Bradesco vai vender Bitcoin, Ethereum e Solana direto no app do banco e oferecer custodia de ativos
Banco prepara negociação de dez criptoativos e estreia custódia institucional com a Foxbit como primeiro cliente

O Bradesco está ampliando sua entrada no mercado de criptomoedas e vai lançar oferta de compra e venda de criptoativos direto no app do Banco, além de oferecer custódia de criptoativos.
Segundo informações obtidas pelo Cointelegraph Brasil, durante o Blockchain Rio, a operação de negociação começará com dez criptomoedas. Entre os ativos já previstos estão Bitcoin (BTC), Ethereum (ETH) e Solana (SOL). Os outros sete ativos da primeira seleção ainda não foram divulgados.

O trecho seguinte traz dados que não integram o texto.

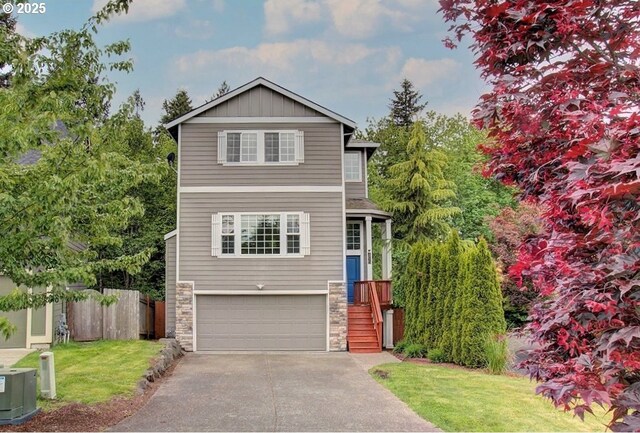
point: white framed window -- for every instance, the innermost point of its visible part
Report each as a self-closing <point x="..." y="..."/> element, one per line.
<point x="353" y="166"/>
<point x="260" y="234"/>
<point x="263" y="147"/>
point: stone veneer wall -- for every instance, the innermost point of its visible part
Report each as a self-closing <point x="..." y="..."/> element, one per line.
<point x="337" y="316"/>
<point x="184" y="315"/>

O movimento representa um avanço importante na estratégia do banco para ativos digitais. Até agora, o Bradesco vinha sinalizando principalmente interesse em infraestrutura, tokenização e custódia. Em maio, Renata Petrovic, responsável pela área de inovação da instituição, já havia revelado que o banco preparava um negócio de custódia e possuía um parceiro para desenvolver a solução.
Bradesco terá Foxbit como primeiro cliente de custódia
Nesta quarta-feira, 12 de agosto, o Bradesco confirmou que oferecerá custódia institucional de ativos digitais, com uma plataforma destinada à guarda e gestão de criptomoedas, stablecoins e ativos tokenizados. De acordo com informações da Exame, a Foxbit será o primeiro cliente da nova área.
Uma parceria com uma instituição do porte do Bradesco exige uma régua elevada de governança, segurança, compliance e robustez operacional. A Foxbit vem investindo continuamente nesses pilares para estar preparada para atender aos requisitos do sistema financeiro tradicional. Ao mesmo tempo, construímos uma infraestrutura que permite que grandes instituições também sejam nossas clientes, utilizando nossas soluções de liquidez, ativos digitais, pagamentos e integrações para desenvolver seus próprios produtos e serviços. Essa relação mostra como bancos e empresas especializadas em ativos digitais estão cada vez mais conectados e como a Foxbit está preparada para atuar nos dois lados dessa transformação.”, disse Ricardo Dantas, CEO da Foxbit.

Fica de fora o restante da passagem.